Le monde paraît aujourd’hui déchiré, divisé en deux tendances. La première est généralisée et apparemment victorieuse, c’est celle de la formation progressive d’un syncrétisme vide, consumériste, construit finalement sur la supériorité économique et technologique de 1’Occident : en contradiction avec lui-même, il finit par faire la synthèse du syncrétisme omnivore avec la consécration d’une supériorité de ses racines culturelles juives et chrétiennes.
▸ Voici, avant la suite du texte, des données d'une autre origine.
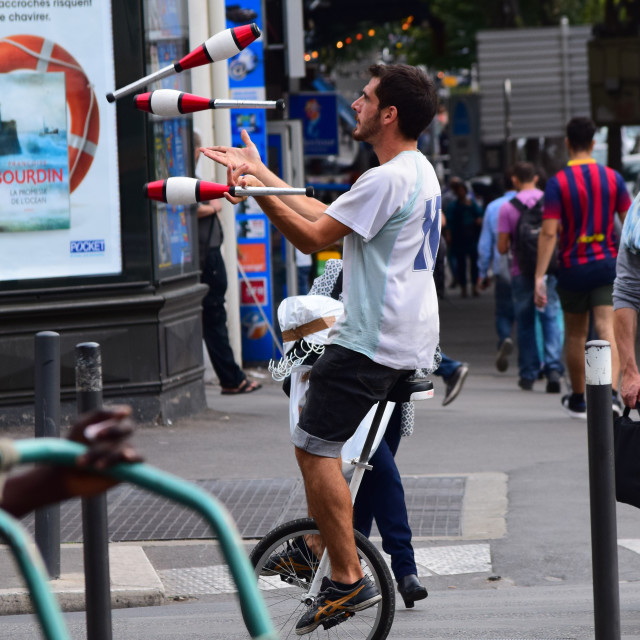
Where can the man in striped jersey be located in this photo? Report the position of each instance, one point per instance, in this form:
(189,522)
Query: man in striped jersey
(580,203)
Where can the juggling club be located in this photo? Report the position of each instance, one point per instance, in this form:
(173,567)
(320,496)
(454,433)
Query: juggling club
(183,191)
(169,102)
(220,46)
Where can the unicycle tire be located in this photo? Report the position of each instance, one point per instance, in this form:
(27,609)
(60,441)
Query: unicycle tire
(283,588)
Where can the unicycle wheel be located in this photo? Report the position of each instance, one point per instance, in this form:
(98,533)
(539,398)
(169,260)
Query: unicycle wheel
(285,568)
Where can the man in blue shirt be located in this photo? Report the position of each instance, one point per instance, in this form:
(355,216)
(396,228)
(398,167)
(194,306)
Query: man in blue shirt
(488,256)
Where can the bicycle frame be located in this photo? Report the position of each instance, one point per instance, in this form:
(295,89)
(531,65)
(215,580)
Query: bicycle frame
(64,452)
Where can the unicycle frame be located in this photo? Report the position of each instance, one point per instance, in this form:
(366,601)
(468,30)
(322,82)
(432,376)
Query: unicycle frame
(361,464)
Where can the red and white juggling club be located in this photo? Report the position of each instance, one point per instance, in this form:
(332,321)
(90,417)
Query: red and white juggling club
(221,46)
(172,103)
(183,191)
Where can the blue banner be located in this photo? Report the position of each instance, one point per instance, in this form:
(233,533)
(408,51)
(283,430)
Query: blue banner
(319,115)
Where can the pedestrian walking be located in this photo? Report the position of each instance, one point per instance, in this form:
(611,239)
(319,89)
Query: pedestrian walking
(580,203)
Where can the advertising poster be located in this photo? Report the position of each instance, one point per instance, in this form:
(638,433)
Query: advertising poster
(319,115)
(246,82)
(59,191)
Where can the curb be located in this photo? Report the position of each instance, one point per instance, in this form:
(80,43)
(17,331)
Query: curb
(134,583)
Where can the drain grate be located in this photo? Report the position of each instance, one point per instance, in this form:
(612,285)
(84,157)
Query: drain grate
(434,506)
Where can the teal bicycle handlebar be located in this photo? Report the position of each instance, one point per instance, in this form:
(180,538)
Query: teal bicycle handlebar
(65,452)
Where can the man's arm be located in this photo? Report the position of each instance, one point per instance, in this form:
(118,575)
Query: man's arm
(310,208)
(546,244)
(625,324)
(106,433)
(485,245)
La deuxième tendance réagit plutôt à la globalisation culturelle en revendiquant son originalité identitaire et la singularité de sa culture : il s’agit alors de se retrancher à l’abri de systèmes doctrinaux clos, auto-conservateurs, facilement fondamentalistes, toujours sur la défensive et souvent agressifs.
Religieux jésuite, il me semble que la spiritualité ignacienne, sur la base des Exercices, tend à proposer à nouveau la grande dynamique spirituelle et culturelle liée à l‘expérience de la relation personnelle à la personne de Jésus, pierre angulaire sur laquelle tout l’édifice vivant et donc dynamique est construit et ordonné. Je ne m´étonne donc pas que les premières générations de jésuites, apôtres de l’universalité de leur Jésus et de son corps qui est l’Eglise, se soient trouvés capables de tenter hardiment de nouvelles inculturations et en même temps de profonds renouvellements de traditions héritées et déjà consacrées.
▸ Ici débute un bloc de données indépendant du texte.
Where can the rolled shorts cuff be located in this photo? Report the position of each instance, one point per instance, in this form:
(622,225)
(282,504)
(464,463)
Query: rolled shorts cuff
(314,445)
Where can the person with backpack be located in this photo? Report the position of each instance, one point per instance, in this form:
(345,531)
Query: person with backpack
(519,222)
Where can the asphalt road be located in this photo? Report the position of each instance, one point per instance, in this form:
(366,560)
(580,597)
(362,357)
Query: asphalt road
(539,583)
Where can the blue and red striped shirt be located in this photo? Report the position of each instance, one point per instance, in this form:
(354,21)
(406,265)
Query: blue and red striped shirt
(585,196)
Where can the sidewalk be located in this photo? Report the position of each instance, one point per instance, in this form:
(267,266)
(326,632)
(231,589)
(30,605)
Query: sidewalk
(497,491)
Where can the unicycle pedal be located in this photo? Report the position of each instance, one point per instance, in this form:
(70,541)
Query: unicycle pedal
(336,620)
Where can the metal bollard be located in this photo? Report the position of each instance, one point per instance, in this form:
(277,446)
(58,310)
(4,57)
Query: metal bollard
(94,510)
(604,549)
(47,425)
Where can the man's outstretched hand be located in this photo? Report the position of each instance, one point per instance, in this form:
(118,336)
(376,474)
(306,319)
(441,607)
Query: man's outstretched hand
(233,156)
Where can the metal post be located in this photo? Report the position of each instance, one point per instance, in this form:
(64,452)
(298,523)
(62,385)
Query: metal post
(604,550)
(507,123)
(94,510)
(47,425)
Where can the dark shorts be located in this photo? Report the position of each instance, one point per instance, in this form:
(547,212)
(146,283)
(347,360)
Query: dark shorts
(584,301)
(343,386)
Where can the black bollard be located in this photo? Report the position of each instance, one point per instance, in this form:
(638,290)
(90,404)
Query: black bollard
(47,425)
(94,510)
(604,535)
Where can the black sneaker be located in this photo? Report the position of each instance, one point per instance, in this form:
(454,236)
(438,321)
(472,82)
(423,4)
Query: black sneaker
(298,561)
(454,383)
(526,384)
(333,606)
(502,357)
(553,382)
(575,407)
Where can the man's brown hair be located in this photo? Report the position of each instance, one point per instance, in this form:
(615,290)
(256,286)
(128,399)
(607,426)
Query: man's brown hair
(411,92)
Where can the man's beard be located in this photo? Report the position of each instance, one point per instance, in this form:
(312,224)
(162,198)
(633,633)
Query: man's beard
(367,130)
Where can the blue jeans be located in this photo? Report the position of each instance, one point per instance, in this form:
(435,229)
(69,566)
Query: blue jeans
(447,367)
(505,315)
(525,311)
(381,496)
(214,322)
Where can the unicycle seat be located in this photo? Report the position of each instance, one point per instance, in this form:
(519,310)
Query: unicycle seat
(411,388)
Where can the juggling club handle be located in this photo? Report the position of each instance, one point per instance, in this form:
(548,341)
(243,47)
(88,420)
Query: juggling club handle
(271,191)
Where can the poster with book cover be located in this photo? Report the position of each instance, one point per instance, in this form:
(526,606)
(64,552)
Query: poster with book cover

Dans le cas de chrétiens donc, et peut-être plus particulièrement de jésuites, ce qui les constitue sur le plan identitaire est avant tout la relation mystique à Jésus vivant, ressuscité, dans la communauté qui célèbre le mystère de la relation de Jésus à Dieu le Père dans l’Esprit. Cette célébration implique et stimule une incarnation continue, ample, articulée, qui peut sembler et, en un certain sens, est syncrétiste. Le "se faire tout à tous" est ce qui fonde la fidélité chrétienne à la fois comme originale et syncrétique.
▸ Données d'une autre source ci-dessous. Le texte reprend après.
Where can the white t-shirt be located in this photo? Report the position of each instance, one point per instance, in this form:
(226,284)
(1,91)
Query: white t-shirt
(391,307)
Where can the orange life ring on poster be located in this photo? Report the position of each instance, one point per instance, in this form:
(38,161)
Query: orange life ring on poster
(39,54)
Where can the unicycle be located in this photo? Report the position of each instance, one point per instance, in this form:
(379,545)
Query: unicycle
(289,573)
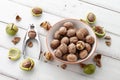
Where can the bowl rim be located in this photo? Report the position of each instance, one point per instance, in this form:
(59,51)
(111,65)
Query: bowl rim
(79,61)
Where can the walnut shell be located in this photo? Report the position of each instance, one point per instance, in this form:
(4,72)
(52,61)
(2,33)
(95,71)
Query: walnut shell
(80,35)
(55,43)
(65,40)
(71,57)
(84,31)
(89,39)
(73,40)
(80,45)
(83,54)
(88,47)
(72,48)
(58,53)
(57,35)
(63,48)
(71,32)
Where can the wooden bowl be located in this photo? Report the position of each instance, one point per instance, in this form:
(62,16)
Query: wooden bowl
(77,24)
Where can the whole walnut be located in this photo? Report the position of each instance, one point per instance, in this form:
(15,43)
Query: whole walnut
(32,34)
(80,45)
(71,32)
(57,35)
(58,53)
(63,48)
(68,25)
(88,47)
(55,43)
(71,57)
(83,54)
(72,48)
(89,39)
(62,30)
(80,35)
(84,31)
(65,40)
(73,40)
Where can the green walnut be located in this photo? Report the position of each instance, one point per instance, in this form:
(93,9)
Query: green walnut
(11,29)
(89,69)
(99,31)
(91,18)
(14,54)
(37,11)
(27,64)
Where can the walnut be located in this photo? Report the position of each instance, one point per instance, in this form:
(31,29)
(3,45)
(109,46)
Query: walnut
(97,59)
(68,25)
(83,54)
(57,35)
(71,57)
(48,56)
(71,32)
(73,40)
(72,48)
(80,45)
(62,30)
(63,66)
(90,39)
(63,48)
(55,43)
(88,47)
(58,53)
(16,40)
(65,40)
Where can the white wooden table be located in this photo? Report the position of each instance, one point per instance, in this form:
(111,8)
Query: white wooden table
(108,16)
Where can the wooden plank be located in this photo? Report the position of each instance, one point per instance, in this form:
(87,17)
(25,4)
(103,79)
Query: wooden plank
(106,4)
(77,9)
(3,77)
(44,70)
(110,51)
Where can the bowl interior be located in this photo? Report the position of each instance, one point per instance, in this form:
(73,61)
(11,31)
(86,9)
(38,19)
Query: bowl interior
(77,24)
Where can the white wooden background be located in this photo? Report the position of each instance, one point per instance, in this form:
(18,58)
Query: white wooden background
(108,16)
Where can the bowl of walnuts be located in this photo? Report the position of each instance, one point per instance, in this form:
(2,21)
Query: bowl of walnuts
(71,41)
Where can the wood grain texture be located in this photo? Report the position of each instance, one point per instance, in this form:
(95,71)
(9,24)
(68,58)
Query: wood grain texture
(50,70)
(77,9)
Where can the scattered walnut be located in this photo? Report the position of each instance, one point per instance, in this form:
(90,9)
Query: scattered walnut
(108,43)
(46,25)
(63,66)
(97,59)
(30,44)
(107,38)
(82,65)
(84,21)
(16,40)
(48,56)
(80,45)
(83,54)
(18,18)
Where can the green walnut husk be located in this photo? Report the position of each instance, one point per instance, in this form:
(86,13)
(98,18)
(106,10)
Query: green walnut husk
(11,29)
(27,64)
(89,69)
(14,54)
(91,18)
(99,31)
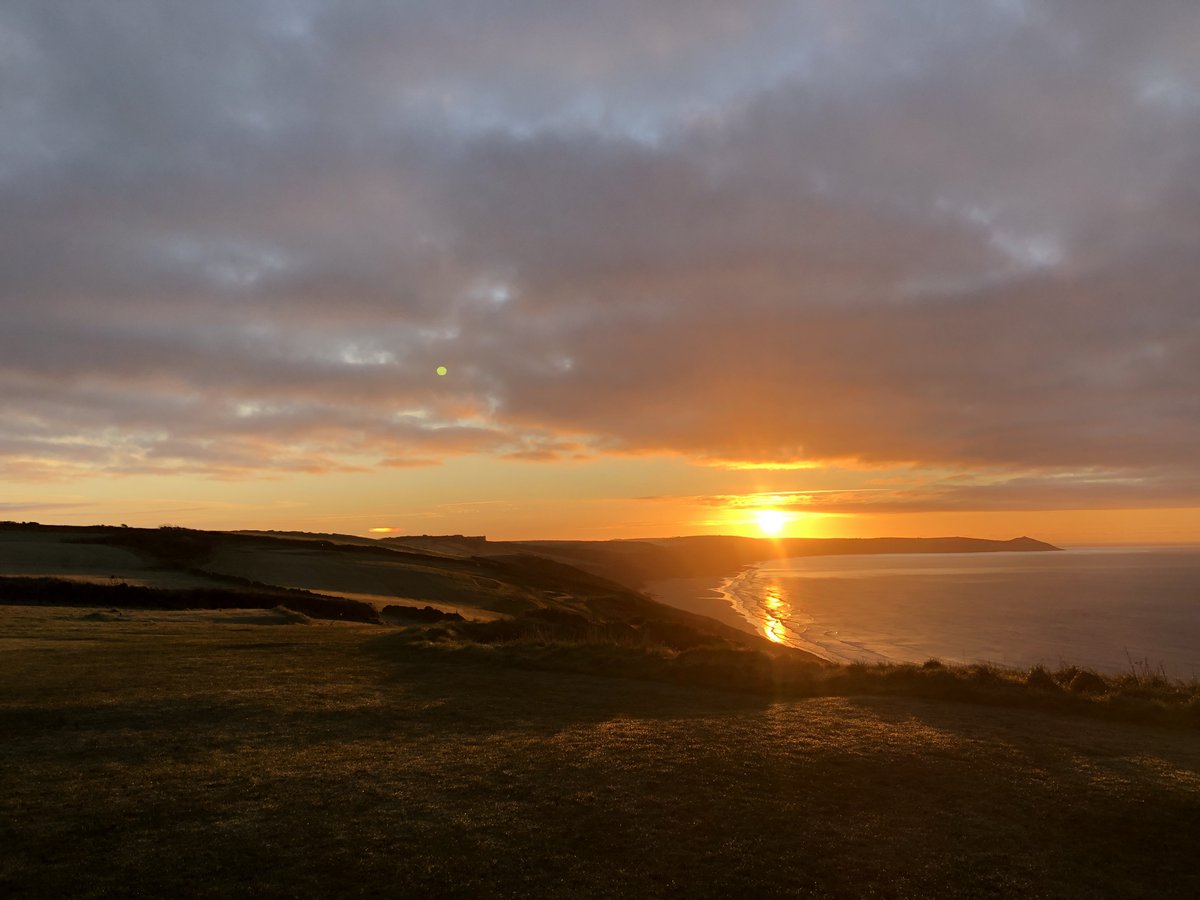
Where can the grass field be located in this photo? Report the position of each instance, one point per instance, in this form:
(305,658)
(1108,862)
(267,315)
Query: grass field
(207,755)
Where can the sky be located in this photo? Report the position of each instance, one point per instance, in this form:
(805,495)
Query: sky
(845,268)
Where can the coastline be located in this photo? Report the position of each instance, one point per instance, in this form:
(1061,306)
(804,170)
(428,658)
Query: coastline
(702,597)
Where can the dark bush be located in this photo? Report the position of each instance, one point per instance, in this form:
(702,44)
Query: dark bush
(1039,679)
(1085,682)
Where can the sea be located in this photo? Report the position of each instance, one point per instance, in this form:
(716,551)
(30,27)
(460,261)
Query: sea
(1108,609)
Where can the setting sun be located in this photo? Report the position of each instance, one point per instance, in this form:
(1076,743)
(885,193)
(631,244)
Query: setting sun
(771,521)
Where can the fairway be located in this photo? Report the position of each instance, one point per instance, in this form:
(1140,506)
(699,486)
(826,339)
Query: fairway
(201,755)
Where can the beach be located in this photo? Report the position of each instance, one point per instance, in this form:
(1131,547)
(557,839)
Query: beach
(1114,610)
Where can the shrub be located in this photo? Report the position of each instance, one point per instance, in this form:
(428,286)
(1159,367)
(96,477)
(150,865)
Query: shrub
(1039,679)
(1085,682)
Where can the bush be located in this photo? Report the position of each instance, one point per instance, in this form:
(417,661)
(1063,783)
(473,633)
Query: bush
(1039,679)
(1085,682)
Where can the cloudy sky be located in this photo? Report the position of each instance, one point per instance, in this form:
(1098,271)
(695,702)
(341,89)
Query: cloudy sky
(887,265)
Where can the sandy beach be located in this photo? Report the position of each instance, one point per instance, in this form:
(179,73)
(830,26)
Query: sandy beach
(702,597)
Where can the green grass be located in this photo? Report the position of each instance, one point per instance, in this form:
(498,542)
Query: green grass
(187,755)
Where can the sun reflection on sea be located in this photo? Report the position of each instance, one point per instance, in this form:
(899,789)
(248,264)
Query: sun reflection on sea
(777,612)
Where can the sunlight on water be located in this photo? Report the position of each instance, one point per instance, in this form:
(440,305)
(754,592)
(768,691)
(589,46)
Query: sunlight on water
(1098,610)
(774,616)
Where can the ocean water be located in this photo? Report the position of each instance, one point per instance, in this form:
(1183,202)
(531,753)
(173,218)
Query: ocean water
(1105,609)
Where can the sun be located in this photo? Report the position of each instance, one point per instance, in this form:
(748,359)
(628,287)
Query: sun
(771,522)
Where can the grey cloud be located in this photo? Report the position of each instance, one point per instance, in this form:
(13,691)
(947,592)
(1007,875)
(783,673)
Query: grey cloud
(963,234)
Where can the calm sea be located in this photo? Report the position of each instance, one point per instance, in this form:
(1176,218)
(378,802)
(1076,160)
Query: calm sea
(1107,609)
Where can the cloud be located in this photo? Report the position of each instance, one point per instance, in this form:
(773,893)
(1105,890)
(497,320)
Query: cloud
(239,239)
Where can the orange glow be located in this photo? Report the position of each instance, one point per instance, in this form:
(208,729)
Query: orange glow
(771,522)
Combien de fois m´est-il arrivé d’expliquer à des musulmans qu’il n’y a pas de façon spécifiquement chrétienne de jeûner et que, abstraction faite de la valeur universelle du jeûne sur le plan ascétique et spirituel, il serait « chrétien » de jeûner « comme les autres »: quand on est en contexte hébraïque, « comme les hébreux avec les hébreux » en contexte musulman, « comme les musulmans avec les musulmans » ; en contexte hindou, « comme les hindous avec les hindous »et quand on en contexte New Age, «comme les New Age avec les New Age » en sauvegardant cependant la liberté chrétienne et la loi de la charité ! S’il en est ainsi du jeûne, il en ira de même des autres éléments de la religion, là où, avec discernement, tout en Jésus nous appartient et, comme disent les Arabes, « ce qui est immoral est interdit ».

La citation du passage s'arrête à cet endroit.